Taylor Review prompts gig economy reform package
The government has unveiled what it is calling ‘the biggest package of workplace reforms for over twenty years’ but has stopped short of banning zero hours contracts or developing a new approach to the payment and taxation of gig economy workers
17 Dec 2018
The new legislation forms the government’s response to the Matthew Taylor review of modern working practices, carried out in 2017. It will close a loophole by repealing the Swedish derogation - which currently allows agency workers to be employed on cheaper rates than permanent counterparts.
It extends the right to a day one written statement of rights to workers, going further to include detail on rights such as eligibility for sick leave and pay and details of other types of paid leave, such as maternity and paternity leave.
The new laws will quadruple maximum employment tribunal fines for employers who are demonstrated to have shown malice, spite or gross oversight from £5,000 to £20,000.
The legislation also extends the holiday pay reference period from 12 to 52 weeks, ensuring those in seasonal or atypical roles get the paid time off they are entitled to, and lowers the threshold required for a request to set up information and consultation arrangements from 10% to 2%.
While the package takes forward 51 of the 53 recommendations made by Taylor in his review, it does not address issues raised around the use of zero hours contracts or the operation of the gig economy and the use of online platforms to source work.
In its announcement, the Department for Business, Enterprise and Industrial Strategy (BEIS) stated: ‘The government is also committing to legislate to improve the clarity of the employment status tests to reflect the reality of the modern working relationships.’
In addition, the government has published the Low Pay Commission’s letter on potential options to address the issue of ‘one-sided flexibility’, which the Taylor review described as the issue where some businesses have transferred too much business risk to the individual.
BEIS said the reforms reflected the review’s views that banning zero hours contracts in their totality would negatively impact more people than it helped, and that the flexibility of ‘gig working’ is not incompatible with ensuring atypical workers have access to employment and social security protections.
It also said the review suggested platform-based working offers welcome opportunities for genuine two way flexibility and can provide opportunities for those who may not be able to work in more conventional ways.
The reforms include changes made in response to the labour market strategy review carried out by Sir David Metcalf, the director of labour market enforcement, designed to tackle exploitation of low paid workers.
These including bringing forward proposals in early 2019 for a single enforcement body to ensure vulnerable workers are better protected; more resource for the Employment Agency Standards (EAS) Inspectorate; creating new powers to impose penalties for employers who breach employment agency legislation like non-payment of wages; consulting on salaried hours work and salary sacrifice schemes to ensure national minimum wage (NMW) rules do not inadvertently penalise employers; bringing forward legislation to enforce holiday pay for vulnerable workers; and consulting on the recommendations on non-compliance in supply chains.
Andy Chamberlain, IPSE’s Deputy Policy Director, expressed cautious support of the reforms, saying: ‘IPSE is cautiously supportive of these proposals, which appear to preserve the flexibility people crave and do not snuff out the entrepreneurial spirit of people who want to strike-out on their own.
‘We are glad the message appears to be getting through that for most people, gig work is good work.

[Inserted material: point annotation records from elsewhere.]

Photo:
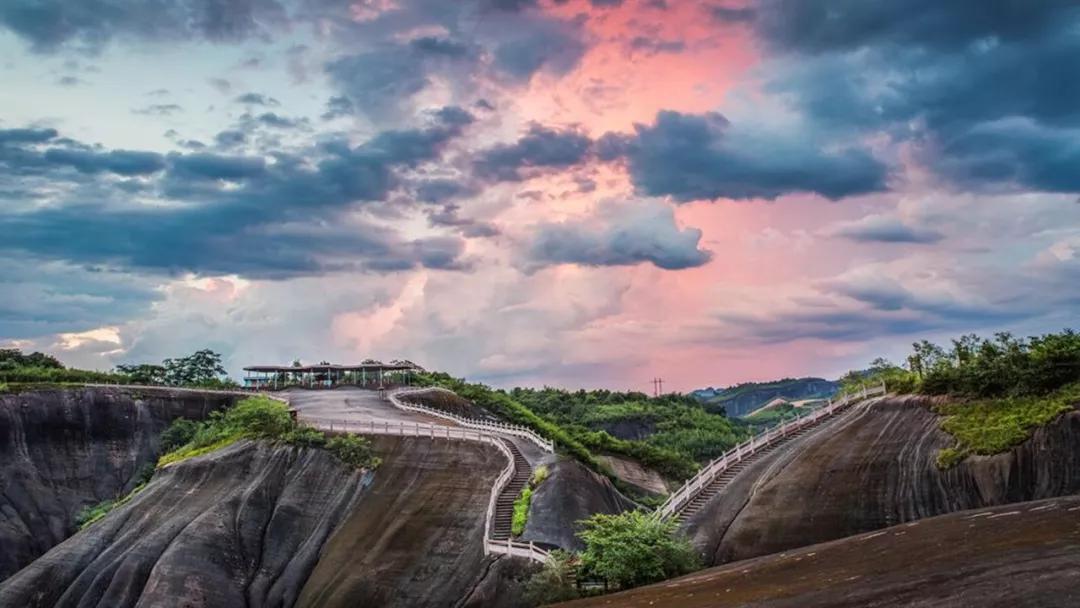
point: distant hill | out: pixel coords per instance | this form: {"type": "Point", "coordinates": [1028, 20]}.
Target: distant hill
{"type": "Point", "coordinates": [743, 399]}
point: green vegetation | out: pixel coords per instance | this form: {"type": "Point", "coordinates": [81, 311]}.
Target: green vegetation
{"type": "Point", "coordinates": [633, 549]}
{"type": "Point", "coordinates": [200, 369]}
{"type": "Point", "coordinates": [680, 433]}
{"type": "Point", "coordinates": [90, 514]}
{"type": "Point", "coordinates": [257, 418]}
{"type": "Point", "coordinates": [521, 511]}
{"type": "Point", "coordinates": [525, 499]}
{"type": "Point", "coordinates": [990, 426]}
{"type": "Point", "coordinates": [555, 582]}
{"type": "Point", "coordinates": [1002, 388]}
{"type": "Point", "coordinates": [40, 368]}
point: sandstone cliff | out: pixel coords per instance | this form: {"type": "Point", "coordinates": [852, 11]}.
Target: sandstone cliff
{"type": "Point", "coordinates": [64, 449]}
{"type": "Point", "coordinates": [243, 526]}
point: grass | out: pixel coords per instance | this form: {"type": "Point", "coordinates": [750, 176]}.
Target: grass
{"type": "Point", "coordinates": [258, 418]}
{"type": "Point", "coordinates": [525, 499]}
{"type": "Point", "coordinates": [521, 511]}
{"type": "Point", "coordinates": [993, 426]}
{"type": "Point", "coordinates": [90, 514]}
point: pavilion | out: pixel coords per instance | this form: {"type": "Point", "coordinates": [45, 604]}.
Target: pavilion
{"type": "Point", "coordinates": [370, 374]}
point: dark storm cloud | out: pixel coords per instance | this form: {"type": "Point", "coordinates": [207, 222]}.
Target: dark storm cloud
{"type": "Point", "coordinates": [120, 162]}
{"type": "Point", "coordinates": [540, 148]}
{"type": "Point", "coordinates": [230, 214]}
{"type": "Point", "coordinates": [692, 157]}
{"type": "Point", "coordinates": [50, 24]}
{"type": "Point", "coordinates": [26, 135]}
{"type": "Point", "coordinates": [256, 99]}
{"type": "Point", "coordinates": [989, 92]}
{"type": "Point", "coordinates": [618, 235]}
{"type": "Point", "coordinates": [881, 229]}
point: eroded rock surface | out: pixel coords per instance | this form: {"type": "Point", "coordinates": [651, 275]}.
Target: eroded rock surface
{"type": "Point", "coordinates": [416, 537]}
{"type": "Point", "coordinates": [570, 492]}
{"type": "Point", "coordinates": [243, 526]}
{"type": "Point", "coordinates": [873, 468]}
{"type": "Point", "coordinates": [1009, 556]}
{"type": "Point", "coordinates": [64, 449]}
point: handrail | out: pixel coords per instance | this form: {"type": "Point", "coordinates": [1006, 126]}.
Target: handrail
{"type": "Point", "coordinates": [516, 430]}
{"type": "Point", "coordinates": [191, 390]}
{"type": "Point", "coordinates": [677, 500]}
{"type": "Point", "coordinates": [441, 431]}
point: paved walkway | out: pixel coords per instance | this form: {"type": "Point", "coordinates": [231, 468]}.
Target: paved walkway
{"type": "Point", "coordinates": [323, 407]}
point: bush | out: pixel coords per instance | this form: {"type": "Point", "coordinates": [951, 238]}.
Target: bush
{"type": "Point", "coordinates": [306, 436]}
{"type": "Point", "coordinates": [259, 418]}
{"type": "Point", "coordinates": [521, 511]}
{"type": "Point", "coordinates": [180, 432]}
{"type": "Point", "coordinates": [555, 582]}
{"type": "Point", "coordinates": [354, 450]}
{"type": "Point", "coordinates": [633, 549]}
{"type": "Point", "coordinates": [996, 424]}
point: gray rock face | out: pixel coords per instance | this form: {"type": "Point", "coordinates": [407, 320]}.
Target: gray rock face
{"type": "Point", "coordinates": [65, 449]}
{"type": "Point", "coordinates": [415, 539]}
{"type": "Point", "coordinates": [243, 526]}
{"type": "Point", "coordinates": [570, 492]}
{"type": "Point", "coordinates": [1016, 555]}
{"type": "Point", "coordinates": [874, 469]}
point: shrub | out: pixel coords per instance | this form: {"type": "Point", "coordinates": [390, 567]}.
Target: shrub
{"type": "Point", "coordinates": [633, 549]}
{"type": "Point", "coordinates": [554, 582]}
{"type": "Point", "coordinates": [540, 474]}
{"type": "Point", "coordinates": [180, 432]}
{"type": "Point", "coordinates": [521, 511]}
{"type": "Point", "coordinates": [993, 426]}
{"type": "Point", "coordinates": [306, 436]}
{"type": "Point", "coordinates": [354, 450]}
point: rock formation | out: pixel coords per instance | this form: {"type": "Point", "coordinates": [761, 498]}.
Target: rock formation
{"type": "Point", "coordinates": [64, 449]}
{"type": "Point", "coordinates": [243, 526]}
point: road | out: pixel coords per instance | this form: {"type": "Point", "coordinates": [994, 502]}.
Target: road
{"type": "Point", "coordinates": [323, 407]}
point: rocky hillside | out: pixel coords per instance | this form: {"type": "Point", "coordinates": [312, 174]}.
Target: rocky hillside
{"type": "Point", "coordinates": [744, 399]}
{"type": "Point", "coordinates": [64, 449]}
{"type": "Point", "coordinates": [1017, 555]}
{"type": "Point", "coordinates": [875, 468]}
{"type": "Point", "coordinates": [416, 536]}
{"type": "Point", "coordinates": [243, 526]}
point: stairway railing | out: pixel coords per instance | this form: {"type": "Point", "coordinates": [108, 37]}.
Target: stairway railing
{"type": "Point", "coordinates": [677, 500]}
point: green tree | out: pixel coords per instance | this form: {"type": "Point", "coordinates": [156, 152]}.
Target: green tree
{"type": "Point", "coordinates": [553, 583]}
{"type": "Point", "coordinates": [633, 549]}
{"type": "Point", "coordinates": [144, 373]}
{"type": "Point", "coordinates": [201, 367]}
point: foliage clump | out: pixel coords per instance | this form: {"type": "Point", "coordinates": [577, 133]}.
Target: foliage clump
{"type": "Point", "coordinates": [634, 549]}
{"type": "Point", "coordinates": [555, 582]}
{"type": "Point", "coordinates": [258, 418]}
{"type": "Point", "coordinates": [1002, 387]}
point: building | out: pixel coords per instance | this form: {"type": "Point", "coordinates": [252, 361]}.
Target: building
{"type": "Point", "coordinates": [369, 374]}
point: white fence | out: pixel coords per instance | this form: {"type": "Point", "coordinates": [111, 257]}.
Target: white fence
{"type": "Point", "coordinates": [502, 428]}
{"type": "Point", "coordinates": [683, 496]}
{"type": "Point", "coordinates": [491, 436]}
{"type": "Point", "coordinates": [238, 392]}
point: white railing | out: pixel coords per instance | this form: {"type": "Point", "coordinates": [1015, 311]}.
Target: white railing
{"type": "Point", "coordinates": [441, 431]}
{"type": "Point", "coordinates": [238, 392]}
{"type": "Point", "coordinates": [682, 497]}
{"type": "Point", "coordinates": [502, 428]}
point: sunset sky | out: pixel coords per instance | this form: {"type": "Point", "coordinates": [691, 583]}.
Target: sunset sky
{"type": "Point", "coordinates": [579, 193]}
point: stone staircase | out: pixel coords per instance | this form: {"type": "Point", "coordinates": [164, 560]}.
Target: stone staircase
{"type": "Point", "coordinates": [725, 478]}
{"type": "Point", "coordinates": [504, 504]}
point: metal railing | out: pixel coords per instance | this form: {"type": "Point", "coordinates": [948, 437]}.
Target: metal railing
{"type": "Point", "coordinates": [694, 485]}
{"type": "Point", "coordinates": [238, 392]}
{"type": "Point", "coordinates": [491, 436]}
{"type": "Point", "coordinates": [503, 428]}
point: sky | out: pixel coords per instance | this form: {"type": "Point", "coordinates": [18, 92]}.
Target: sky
{"type": "Point", "coordinates": [527, 192]}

The overwhelming majority of people actively choose to be self-employed because they value the flexibility of being their own boss.
‘We are glad the government has listened to IPSE and have signalled they will introduce legislation to simplify employment status. The devil, of course, will be in the detail, and the government must ensure it does not legislate people out of self-employment against their will.
‘IPSE will strongly resist any attempt to push all gig workers into the worker category, as this deprives people of the flexibility of being their own boss. IPSE also does not want the government to align tax and employment tests, especially if it turns out to be a tax grab dressed up as giving people more rights they do not necessarily want.’